I'm always a bit confused about the CPU limit (for the pod), some guides (and to...

jeffbee · on Oct 13, 2021

CPU limits are harmful if they strand resources that could have been applied. I usually skip them for batch deployments, use them for latency-sensitive services. Doesn’t seem like a security topic though.

dilyevsky · on Oct 14, 2021

They are actually even worse for latency sensitive workload because cfs with 100ms default period will cause crap tail latency (especially for multithreaded processes such as most go programs)

gui77aume · on Oct 14, 2021

Interesting. It's my impression too. I understand that CPU limit will artificially throttle CPU, when not necessarily needed, wasting CPU cycles I could use. (Java programs in my case but I imagine it's comparable to Go ones)
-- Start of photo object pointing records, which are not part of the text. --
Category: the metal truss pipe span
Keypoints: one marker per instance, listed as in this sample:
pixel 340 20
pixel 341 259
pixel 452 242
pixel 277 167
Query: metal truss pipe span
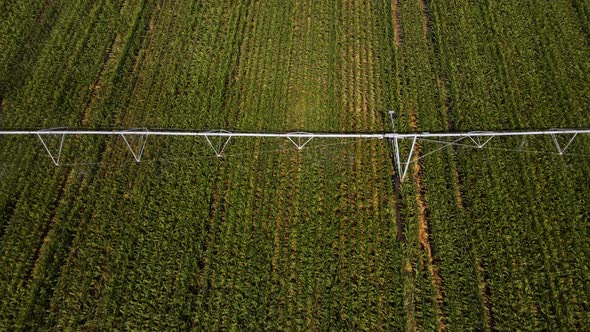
pixel 219 139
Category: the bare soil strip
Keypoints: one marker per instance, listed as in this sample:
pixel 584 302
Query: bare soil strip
pixel 423 232
pixel 397 37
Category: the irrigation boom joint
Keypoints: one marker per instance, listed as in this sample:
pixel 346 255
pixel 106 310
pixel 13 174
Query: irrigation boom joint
pixel 218 140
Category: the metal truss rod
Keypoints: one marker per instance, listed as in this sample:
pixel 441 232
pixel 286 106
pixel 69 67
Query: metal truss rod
pixel 419 135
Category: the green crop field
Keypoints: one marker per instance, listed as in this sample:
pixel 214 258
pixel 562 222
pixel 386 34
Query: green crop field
pixel 274 238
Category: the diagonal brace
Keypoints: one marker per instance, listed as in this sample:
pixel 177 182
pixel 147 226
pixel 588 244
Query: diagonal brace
pixel 559 148
pixel 61 144
pixel 143 139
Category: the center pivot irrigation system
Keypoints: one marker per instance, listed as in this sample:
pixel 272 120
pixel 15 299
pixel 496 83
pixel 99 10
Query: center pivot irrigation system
pixel 219 139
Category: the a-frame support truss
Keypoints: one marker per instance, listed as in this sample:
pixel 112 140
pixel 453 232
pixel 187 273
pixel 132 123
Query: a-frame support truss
pixel 218 140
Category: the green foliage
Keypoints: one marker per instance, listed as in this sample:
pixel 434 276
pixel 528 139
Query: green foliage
pixel 268 237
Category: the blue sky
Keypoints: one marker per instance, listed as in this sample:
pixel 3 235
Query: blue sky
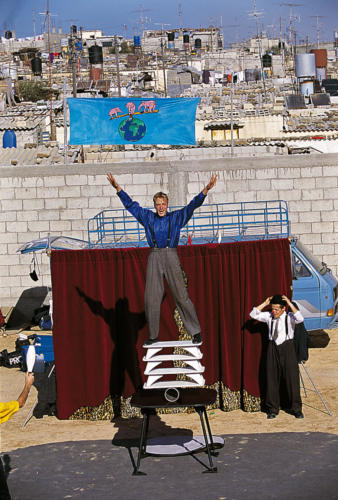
pixel 127 16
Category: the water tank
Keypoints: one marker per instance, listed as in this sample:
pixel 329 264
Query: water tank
pixel 9 139
pixel 95 54
pixel 305 65
pixel 267 61
pixel 320 57
pixel 307 88
pixel 95 74
pixel 252 75
pixel 321 74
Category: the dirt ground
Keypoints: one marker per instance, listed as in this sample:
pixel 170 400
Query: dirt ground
pixel 322 367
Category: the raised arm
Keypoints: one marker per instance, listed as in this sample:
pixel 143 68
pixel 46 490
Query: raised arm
pixel 113 182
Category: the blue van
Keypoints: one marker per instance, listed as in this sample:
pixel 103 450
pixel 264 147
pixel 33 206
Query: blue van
pixel 315 288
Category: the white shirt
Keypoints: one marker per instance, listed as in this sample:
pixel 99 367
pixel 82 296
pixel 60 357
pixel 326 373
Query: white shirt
pixel 266 317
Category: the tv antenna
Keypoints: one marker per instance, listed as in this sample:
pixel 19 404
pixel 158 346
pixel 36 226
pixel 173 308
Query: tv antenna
pixel 318 26
pixel 292 18
pixel 143 19
pixel 256 14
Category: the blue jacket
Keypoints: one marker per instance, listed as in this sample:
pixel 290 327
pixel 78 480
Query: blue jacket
pixel 161 230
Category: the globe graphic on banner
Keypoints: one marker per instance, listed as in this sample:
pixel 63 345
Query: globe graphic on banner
pixel 132 129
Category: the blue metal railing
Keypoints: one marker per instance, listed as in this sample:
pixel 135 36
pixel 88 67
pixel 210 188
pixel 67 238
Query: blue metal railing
pixel 210 223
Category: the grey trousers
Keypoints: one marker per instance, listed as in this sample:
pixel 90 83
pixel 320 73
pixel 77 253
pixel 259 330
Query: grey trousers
pixel 165 262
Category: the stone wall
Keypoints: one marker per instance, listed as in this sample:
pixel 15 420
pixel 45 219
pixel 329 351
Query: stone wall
pixel 37 201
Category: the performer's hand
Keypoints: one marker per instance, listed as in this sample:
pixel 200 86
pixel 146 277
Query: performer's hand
pixel 113 182
pixel 210 185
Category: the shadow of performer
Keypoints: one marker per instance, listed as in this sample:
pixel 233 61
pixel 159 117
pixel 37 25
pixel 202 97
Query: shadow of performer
pixel 123 327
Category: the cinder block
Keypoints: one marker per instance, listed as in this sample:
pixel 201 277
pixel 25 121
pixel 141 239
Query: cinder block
pixel 245 196
pixel 39 226
pixel 324 182
pixel 59 226
pixel 301 228
pixel 331 193
pixel 8 237
pixel 10 182
pixel 99 203
pixel 323 249
pixel 137 190
pixel 77 202
pixel 7 194
pixel 7 205
pixel 267 195
pixel 91 191
pixel 307 183
pixel 311 172
pixel 54 181
pixel 8 216
pixel 299 206
pixel 322 227
pixel 49 215
pixel 330 171
pixel 289 173
pixel 4 271
pixel 25 193
pixel 267 173
pixel 143 178
pixel 330 238
pixel 99 180
pixel 56 203
pixel 27 215
pixel 9 260
pixel 33 204
pixel 32 182
pixel 16 227
pixel 281 184
pixel 70 214
pixel 323 205
pixel 310 217
pixel 70 191
pixel 25 237
pixel 291 194
pixel 76 180
pixel 48 193
pixel 312 194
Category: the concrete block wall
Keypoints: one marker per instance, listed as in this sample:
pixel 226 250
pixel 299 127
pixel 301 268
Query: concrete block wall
pixel 36 201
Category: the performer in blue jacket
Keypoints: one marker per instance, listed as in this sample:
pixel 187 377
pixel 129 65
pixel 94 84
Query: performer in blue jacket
pixel 163 232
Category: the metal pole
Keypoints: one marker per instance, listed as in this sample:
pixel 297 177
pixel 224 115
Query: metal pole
pixel 232 117
pixel 117 66
pixel 163 67
pixel 65 145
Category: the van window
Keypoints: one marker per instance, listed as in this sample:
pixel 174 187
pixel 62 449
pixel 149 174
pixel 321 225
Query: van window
pixel 316 263
pixel 299 269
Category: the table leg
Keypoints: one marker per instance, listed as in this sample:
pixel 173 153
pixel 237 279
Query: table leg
pixel 201 411
pixel 142 445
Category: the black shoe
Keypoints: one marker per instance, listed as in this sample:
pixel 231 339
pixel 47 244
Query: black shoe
pixel 151 341
pixel 197 339
pixel 271 415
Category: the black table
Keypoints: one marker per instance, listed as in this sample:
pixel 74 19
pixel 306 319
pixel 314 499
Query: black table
pixel 150 399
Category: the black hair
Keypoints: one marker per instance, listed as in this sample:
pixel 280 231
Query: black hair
pixel 278 300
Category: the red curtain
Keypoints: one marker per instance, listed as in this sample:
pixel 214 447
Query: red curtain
pixel 99 323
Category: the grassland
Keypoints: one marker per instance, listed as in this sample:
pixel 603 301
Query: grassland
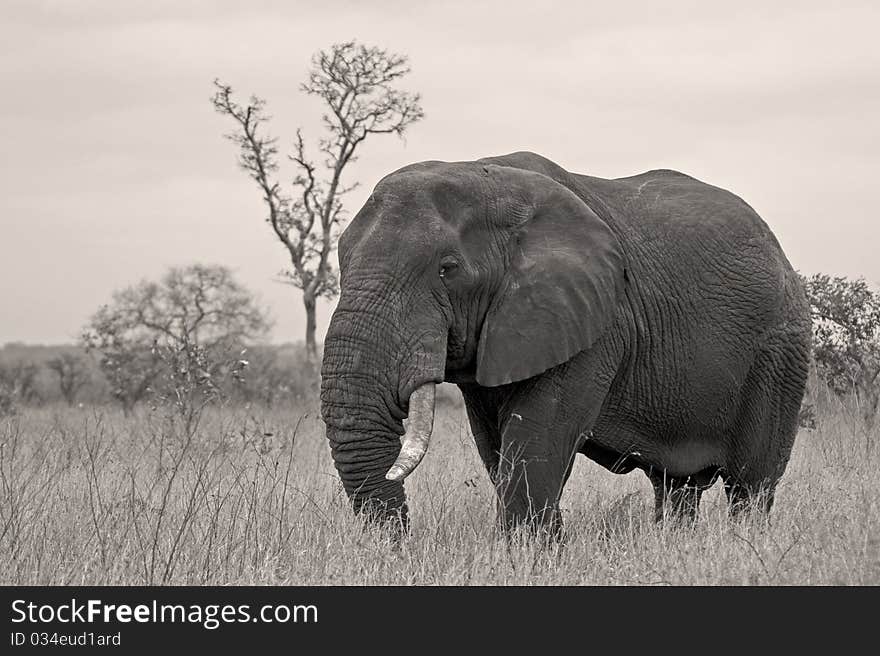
pixel 250 496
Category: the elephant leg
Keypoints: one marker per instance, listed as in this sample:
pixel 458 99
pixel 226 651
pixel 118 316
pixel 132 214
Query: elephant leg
pixel 767 425
pixel 529 482
pixel 675 498
pixel 482 420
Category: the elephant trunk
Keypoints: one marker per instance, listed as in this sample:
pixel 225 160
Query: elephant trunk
pixel 419 426
pixel 370 379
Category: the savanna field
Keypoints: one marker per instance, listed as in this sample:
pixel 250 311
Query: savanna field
pixel 250 496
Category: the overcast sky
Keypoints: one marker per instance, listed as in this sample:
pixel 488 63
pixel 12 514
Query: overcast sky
pixel 114 169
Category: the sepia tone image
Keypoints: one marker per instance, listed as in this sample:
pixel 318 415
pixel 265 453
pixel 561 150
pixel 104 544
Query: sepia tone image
pixel 449 293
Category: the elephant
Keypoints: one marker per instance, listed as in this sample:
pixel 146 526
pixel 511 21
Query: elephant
pixel 649 322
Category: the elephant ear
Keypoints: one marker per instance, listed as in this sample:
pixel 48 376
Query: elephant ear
pixel 562 285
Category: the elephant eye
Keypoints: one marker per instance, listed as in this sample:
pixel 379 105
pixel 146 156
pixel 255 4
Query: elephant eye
pixel 448 267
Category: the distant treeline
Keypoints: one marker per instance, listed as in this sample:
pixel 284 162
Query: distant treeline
pixel 36 374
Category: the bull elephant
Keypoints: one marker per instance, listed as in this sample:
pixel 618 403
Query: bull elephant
pixel 651 322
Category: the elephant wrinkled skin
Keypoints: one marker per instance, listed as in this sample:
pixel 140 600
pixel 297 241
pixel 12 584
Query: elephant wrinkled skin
pixel 648 322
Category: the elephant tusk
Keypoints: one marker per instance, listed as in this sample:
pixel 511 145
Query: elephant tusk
pixel 418 433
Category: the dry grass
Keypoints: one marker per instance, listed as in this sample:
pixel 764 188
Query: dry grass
pixel 251 497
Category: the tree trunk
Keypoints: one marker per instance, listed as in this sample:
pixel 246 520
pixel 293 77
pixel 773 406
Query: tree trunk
pixel 311 347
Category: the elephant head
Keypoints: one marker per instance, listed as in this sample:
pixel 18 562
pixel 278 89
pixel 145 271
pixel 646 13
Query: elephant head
pixel 471 272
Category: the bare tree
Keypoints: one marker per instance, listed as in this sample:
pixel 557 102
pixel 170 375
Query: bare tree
pixel 356 83
pixel 72 372
pixel 184 328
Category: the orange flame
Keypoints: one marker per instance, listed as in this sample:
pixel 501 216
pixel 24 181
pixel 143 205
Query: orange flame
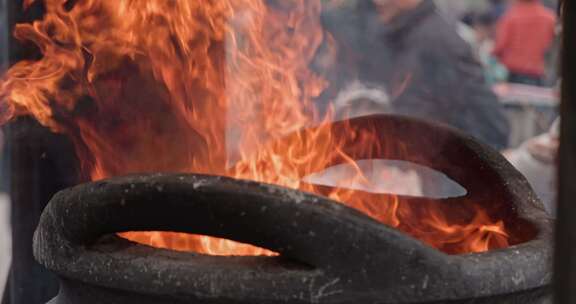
pixel 148 86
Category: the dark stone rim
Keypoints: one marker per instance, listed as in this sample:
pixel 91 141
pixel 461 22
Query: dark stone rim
pixel 352 257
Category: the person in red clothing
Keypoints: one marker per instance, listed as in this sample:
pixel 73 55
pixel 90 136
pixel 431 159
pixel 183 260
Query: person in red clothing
pixel 524 35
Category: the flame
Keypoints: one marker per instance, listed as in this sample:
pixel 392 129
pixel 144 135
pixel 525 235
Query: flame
pixel 204 87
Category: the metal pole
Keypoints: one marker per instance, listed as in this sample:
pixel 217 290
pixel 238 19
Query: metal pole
pixel 565 274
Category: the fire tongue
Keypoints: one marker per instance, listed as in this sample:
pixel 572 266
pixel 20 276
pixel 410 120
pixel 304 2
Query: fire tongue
pixel 147 86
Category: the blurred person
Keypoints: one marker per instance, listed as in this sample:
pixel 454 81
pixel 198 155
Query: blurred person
pixel 498 8
pixel 484 25
pixel 524 35
pixel 427 69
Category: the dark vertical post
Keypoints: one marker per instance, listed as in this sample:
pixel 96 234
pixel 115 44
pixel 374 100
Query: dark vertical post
pixel 565 274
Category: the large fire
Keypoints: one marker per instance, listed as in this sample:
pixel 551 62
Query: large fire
pixel 204 87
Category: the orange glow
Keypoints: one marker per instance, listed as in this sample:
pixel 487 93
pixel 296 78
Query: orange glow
pixel 170 86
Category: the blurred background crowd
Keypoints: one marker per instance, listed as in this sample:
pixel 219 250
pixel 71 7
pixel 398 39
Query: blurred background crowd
pixel 486 67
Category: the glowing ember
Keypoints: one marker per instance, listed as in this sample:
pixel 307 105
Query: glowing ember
pixel 149 86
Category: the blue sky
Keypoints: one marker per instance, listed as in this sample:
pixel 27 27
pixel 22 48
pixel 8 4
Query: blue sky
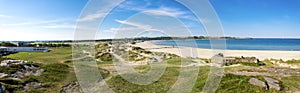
pixel 57 19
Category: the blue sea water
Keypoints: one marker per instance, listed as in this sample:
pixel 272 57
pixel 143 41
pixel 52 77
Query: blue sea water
pixel 249 44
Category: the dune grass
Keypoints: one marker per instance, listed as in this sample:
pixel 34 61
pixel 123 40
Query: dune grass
pixel 54 56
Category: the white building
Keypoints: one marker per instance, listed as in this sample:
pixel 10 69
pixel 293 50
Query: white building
pixel 24 49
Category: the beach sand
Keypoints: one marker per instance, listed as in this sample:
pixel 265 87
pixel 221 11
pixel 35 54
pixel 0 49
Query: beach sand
pixel 208 53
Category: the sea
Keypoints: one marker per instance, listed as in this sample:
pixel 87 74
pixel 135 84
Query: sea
pixel 243 44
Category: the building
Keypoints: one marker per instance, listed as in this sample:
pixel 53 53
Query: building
pixel 24 49
pixel 24 44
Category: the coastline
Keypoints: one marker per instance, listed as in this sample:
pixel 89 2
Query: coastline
pixel 208 53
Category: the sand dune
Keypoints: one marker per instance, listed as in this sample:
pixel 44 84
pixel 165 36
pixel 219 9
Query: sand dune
pixel 208 53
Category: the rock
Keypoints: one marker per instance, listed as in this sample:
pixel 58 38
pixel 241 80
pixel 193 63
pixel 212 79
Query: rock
pixel 35 73
pixel 12 62
pixel 72 87
pixel 29 67
pixel 218 60
pixel 2 75
pixel 272 83
pixel 257 82
pixel 34 85
pixel 2 89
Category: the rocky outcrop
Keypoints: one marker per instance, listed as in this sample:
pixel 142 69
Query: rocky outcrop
pixel 34 85
pixel 2 88
pixel 12 62
pixel 257 82
pixel 73 87
pixel 269 84
pixel 272 83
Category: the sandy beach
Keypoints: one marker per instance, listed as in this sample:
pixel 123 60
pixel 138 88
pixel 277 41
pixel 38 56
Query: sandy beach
pixel 208 53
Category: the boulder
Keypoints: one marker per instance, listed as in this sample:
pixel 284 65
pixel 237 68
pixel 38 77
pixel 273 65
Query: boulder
pixel 2 89
pixel 257 82
pixel 2 75
pixel 34 85
pixel 272 83
pixel 72 87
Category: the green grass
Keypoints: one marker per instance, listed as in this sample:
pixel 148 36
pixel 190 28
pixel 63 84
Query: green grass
pixel 58 68
pixel 291 83
pixel 56 55
pixel 293 62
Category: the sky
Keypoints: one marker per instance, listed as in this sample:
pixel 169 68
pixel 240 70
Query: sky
pixel 26 20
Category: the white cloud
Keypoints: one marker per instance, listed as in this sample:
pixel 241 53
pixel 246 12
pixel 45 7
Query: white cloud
pixel 60 26
pixel 32 22
pixel 166 11
pixel 93 16
pixel 137 25
pixel 142 26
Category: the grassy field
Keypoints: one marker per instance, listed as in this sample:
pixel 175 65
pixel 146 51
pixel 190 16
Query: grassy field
pixel 59 71
pixel 56 55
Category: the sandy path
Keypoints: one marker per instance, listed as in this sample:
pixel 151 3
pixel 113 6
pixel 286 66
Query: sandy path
pixel 208 53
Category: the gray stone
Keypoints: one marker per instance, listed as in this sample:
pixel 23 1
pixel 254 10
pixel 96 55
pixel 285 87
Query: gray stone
pixel 73 87
pixel 272 83
pixel 34 85
pixel 257 82
pixel 2 75
pixel 2 89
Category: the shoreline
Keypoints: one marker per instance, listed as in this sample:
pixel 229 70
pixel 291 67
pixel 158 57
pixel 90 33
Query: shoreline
pixel 208 53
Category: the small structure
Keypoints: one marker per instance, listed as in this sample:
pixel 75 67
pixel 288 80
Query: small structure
pixel 242 59
pixel 24 49
pixel 24 44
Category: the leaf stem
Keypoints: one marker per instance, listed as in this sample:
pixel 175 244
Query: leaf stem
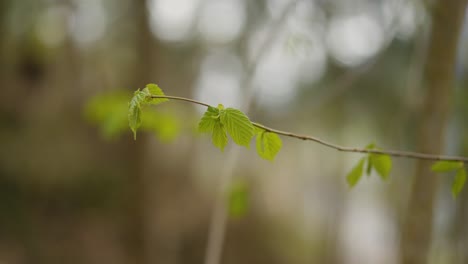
pixel 394 153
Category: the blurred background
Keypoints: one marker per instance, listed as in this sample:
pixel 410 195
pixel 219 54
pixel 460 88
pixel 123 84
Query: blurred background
pixel 76 188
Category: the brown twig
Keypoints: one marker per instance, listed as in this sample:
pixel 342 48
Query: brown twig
pixel 394 153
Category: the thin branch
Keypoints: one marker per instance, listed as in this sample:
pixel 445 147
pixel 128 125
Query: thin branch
pixel 395 153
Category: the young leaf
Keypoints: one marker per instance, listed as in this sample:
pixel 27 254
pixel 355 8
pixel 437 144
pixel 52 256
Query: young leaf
pixel 355 174
pixel 134 111
pixel 219 137
pixel 208 120
pixel 268 145
pixel 238 199
pixel 382 164
pixel 371 146
pixel 153 89
pixel 459 182
pixel 110 112
pixel 369 165
pixel 446 166
pixel 237 125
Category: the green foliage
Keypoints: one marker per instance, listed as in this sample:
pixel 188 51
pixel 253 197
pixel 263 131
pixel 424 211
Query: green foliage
pixel 153 89
pixel 459 182
pixel 238 199
pixel 446 166
pixel 109 111
pixel 165 126
pixel 208 120
pixel 355 174
pixel 140 99
pixel 381 163
pixel 268 144
pixel 460 176
pixel 237 125
pixel 369 165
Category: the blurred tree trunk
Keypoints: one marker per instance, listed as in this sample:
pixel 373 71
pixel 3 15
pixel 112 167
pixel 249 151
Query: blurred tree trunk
pixel 447 18
pixel 135 213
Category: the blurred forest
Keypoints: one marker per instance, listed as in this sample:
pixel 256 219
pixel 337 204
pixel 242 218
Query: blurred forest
pixel 76 188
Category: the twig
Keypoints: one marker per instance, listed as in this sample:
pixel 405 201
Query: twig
pixel 394 153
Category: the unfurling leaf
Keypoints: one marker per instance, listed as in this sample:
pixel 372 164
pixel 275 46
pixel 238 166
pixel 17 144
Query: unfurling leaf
pixel 446 166
pixel 237 125
pixel 134 111
pixel 382 164
pixel 238 199
pixel 140 99
pixel 219 137
pixel 355 174
pixel 153 89
pixel 459 182
pixel 208 120
pixel 369 166
pixel 268 145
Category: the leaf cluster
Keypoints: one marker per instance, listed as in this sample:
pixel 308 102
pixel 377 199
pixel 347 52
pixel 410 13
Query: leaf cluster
pixel 220 122
pixel 381 163
pixel 224 123
pixel 140 99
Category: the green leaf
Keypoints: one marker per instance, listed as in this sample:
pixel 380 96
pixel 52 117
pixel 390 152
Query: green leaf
pixel 382 164
pixel 219 137
pixel 238 200
pixel 446 166
pixel 110 112
pixel 208 120
pixel 268 145
pixel 237 125
pixel 153 89
pixel 459 182
pixel 134 111
pixel 355 174
pixel 164 125
pixel 369 165
pixel 371 146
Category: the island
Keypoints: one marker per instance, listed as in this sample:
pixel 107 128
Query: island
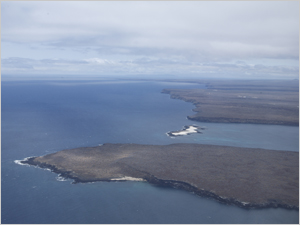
pixel 243 101
pixel 247 177
pixel 188 129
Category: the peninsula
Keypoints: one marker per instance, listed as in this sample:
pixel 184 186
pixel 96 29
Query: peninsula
pixel 257 102
pixel 242 176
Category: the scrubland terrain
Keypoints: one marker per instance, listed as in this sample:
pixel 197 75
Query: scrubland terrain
pixel 258 102
pixel 242 176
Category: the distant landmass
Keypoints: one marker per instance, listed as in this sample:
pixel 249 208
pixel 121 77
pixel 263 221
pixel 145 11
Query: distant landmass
pixel 257 102
pixel 188 129
pixel 242 176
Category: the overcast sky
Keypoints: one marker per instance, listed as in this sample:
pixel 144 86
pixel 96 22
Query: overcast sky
pixel 199 39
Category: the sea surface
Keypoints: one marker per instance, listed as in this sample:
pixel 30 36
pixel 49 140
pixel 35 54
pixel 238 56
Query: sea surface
pixel 42 117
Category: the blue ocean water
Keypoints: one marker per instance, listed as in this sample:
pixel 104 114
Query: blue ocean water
pixel 41 117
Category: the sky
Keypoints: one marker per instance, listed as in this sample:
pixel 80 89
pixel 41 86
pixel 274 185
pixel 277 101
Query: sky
pixel 159 39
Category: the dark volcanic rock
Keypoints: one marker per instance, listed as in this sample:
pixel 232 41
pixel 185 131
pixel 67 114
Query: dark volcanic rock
pixel 242 176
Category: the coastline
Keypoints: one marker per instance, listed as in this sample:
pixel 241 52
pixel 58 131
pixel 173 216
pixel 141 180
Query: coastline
pixel 260 102
pixel 136 172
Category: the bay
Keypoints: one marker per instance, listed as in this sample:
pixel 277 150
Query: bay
pixel 41 117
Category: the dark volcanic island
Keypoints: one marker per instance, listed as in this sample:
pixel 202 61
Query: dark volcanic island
pixel 242 176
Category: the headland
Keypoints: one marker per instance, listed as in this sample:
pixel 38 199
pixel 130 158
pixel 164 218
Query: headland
pixel 249 178
pixel 243 101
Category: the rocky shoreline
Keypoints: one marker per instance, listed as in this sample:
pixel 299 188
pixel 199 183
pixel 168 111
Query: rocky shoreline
pixel 158 175
pixel 166 183
pixel 244 102
pixel 187 130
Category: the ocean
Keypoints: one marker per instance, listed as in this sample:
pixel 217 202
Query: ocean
pixel 42 117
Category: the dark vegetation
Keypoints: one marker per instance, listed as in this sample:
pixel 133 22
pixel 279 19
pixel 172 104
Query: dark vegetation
pixel 258 102
pixel 242 176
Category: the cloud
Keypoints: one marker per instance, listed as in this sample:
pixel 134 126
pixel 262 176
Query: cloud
pixel 145 66
pixel 147 36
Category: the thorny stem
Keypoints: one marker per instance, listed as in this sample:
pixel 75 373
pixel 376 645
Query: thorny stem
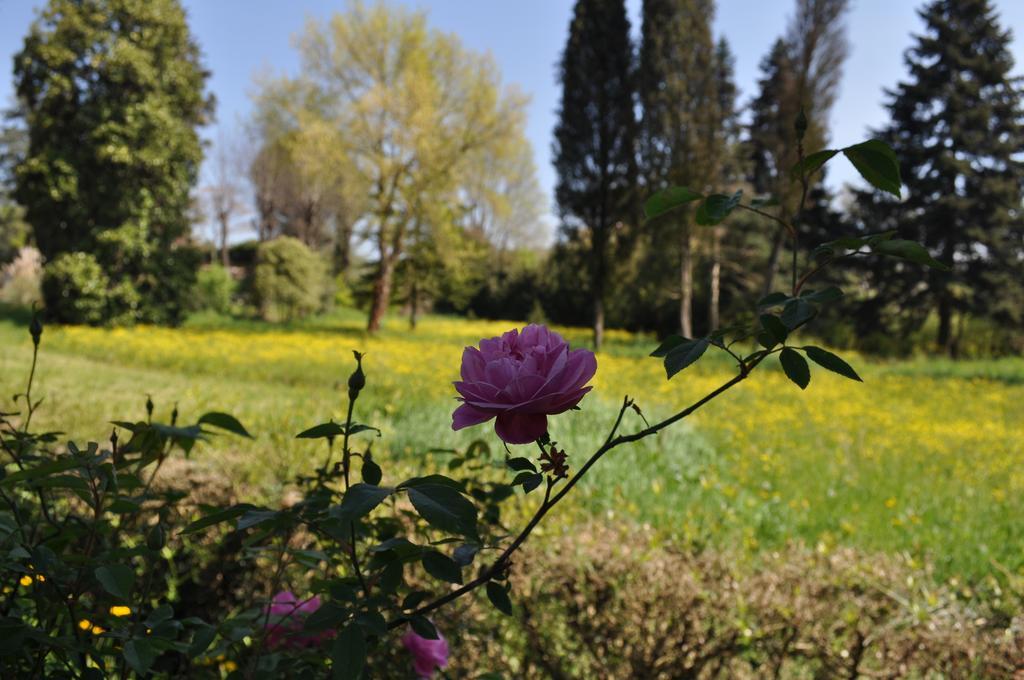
pixel 610 442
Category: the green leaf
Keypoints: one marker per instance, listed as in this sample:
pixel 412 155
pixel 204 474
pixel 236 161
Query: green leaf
pixel 684 354
pixel 140 654
pixel 877 163
pixel 117 580
pixel 322 431
pixel 668 200
pixel 441 566
pixel 499 597
pixel 444 508
pixel 828 360
pixel 359 500
pixel 717 207
pixel 521 464
pixel 812 163
pixel 348 653
pixel 217 517
pixel 908 250
pixel 796 367
pixel 224 422
pixel 774 328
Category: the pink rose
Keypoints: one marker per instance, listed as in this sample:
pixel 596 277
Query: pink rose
pixel 520 379
pixel 427 654
pixel 288 614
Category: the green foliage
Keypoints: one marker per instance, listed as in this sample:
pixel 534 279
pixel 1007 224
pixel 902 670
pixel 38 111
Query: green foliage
pixel 595 141
pixel 214 290
pixel 112 96
pixel 77 289
pixel 964 186
pixel 288 280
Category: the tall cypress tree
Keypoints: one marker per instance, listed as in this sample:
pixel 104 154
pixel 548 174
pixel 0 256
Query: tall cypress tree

Do you recommend to disable CPU limit? In the general case.

dilyevsky · on Oct 15, 2021

We don’t set them anywhere in prod and generally didn’t have any issues. We always set cpu requests and alert if those are exceeded for prolonged periods and always set memory req=limit

jeffbee · on Oct 14, 2021

Yes, but I put limits on LS workloads because I expect them to have a capacity plan, stick to it, and not abusively starve out batch workloads.

dilyevsky · on Oct 14, 2021

I think this is backwards. How are you planning on “sticking to it” when you’re serving unpredictable user traffic? If requests are set appropriately everywhere then it won’t really starve batch as kernel would just scale everything to their respective cpu.shares when cpu is fully saturated. This would allow you to weather spiky load with minimum latency impact and minimize spend

jeffbee · on Oct 15, 2021

It's weird that apparently you are a borg user from google, according to other discussions we have exchanged, but you question the value of hard-capping for latency-sensitive processes.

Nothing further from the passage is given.